Up those distant steps leads to the banquette in the photo below.
Ms. Power’s “napatorium.”
“Walled gardens offer so many solutions still relevant in the modern world. They give privacy and safety from the outside environment, often perceived as hostile. The living spaces of the house open onto exterior spaces, and outdoor dining is possible in courtyards in good weather most of the year.”
“[T]he more you define a space, the larger it becomes.”
The view from the kitchen door.
“I designed the water to be seen all the way through the house and make a strong central axis that pulls you outside.”
A small apartment/cottage shares the wall with the rill.

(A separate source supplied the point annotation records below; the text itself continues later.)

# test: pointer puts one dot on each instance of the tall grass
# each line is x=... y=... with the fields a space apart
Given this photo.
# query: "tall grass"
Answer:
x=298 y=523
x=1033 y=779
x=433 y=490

Dining area off the kitchen, where the colors warm up.
The kitchen, windows open to the narrow, pebbled side passageway, a nook in the wall for a potted plant just visible through the window.
More shaded seating just off the kitchen.
Everywhere were the tell-tale signs that the outdoors were as lived in as the indoors, if not more so.
From the street, you’d have no idea what lay up that small flight of steps off the sidewalk, so tours like this are much appreciated.
“I wanted Casa Nancina to reveal herself slowly…I didn’t want my landscape to stand out. It needed to be discreet and feel as if it belonged to the neighborhood.”
How better to appreciate and love the garden than to live in it and invite it inside as well. A splendid space!
Peter, it’s such a good example of house and garden communicating!
A most welcome revisit! Maybe the LAT photographer was unlucky in the light on offer at the appointed day and time, but your photos are better than the ones in the article. Take the axial rill pool, for example. Even when I put my thumb over the pug in the Times shot (which greatly improves the view; sorry, pug fans), yours communicates much more of the intended mini-Alhambra effect. I’d love someday to see a photo of it from inside the house, pulling you outside per the designer’s intention.
The more I revisit these images, the more details jump out with a more powerful effect (pun not intended but, hey) than they had in the original post. The shadow patterns in the “napatorium”, the intensely Mediterranean effect of the pots lined up on the ledge below a window, the light-catching bubbles in the fountain pool, the irresistible pull of the glimpsed sunny sector beyond the serene chevron corridor. You really *got* this garden for us all; thanks so much.
I was pleased to see the LA Times piece on Nancy Goslee Power and even more pleased to see a re-post of your more expanded coverage. It’s got me wondering where I could put my own “napatorium”!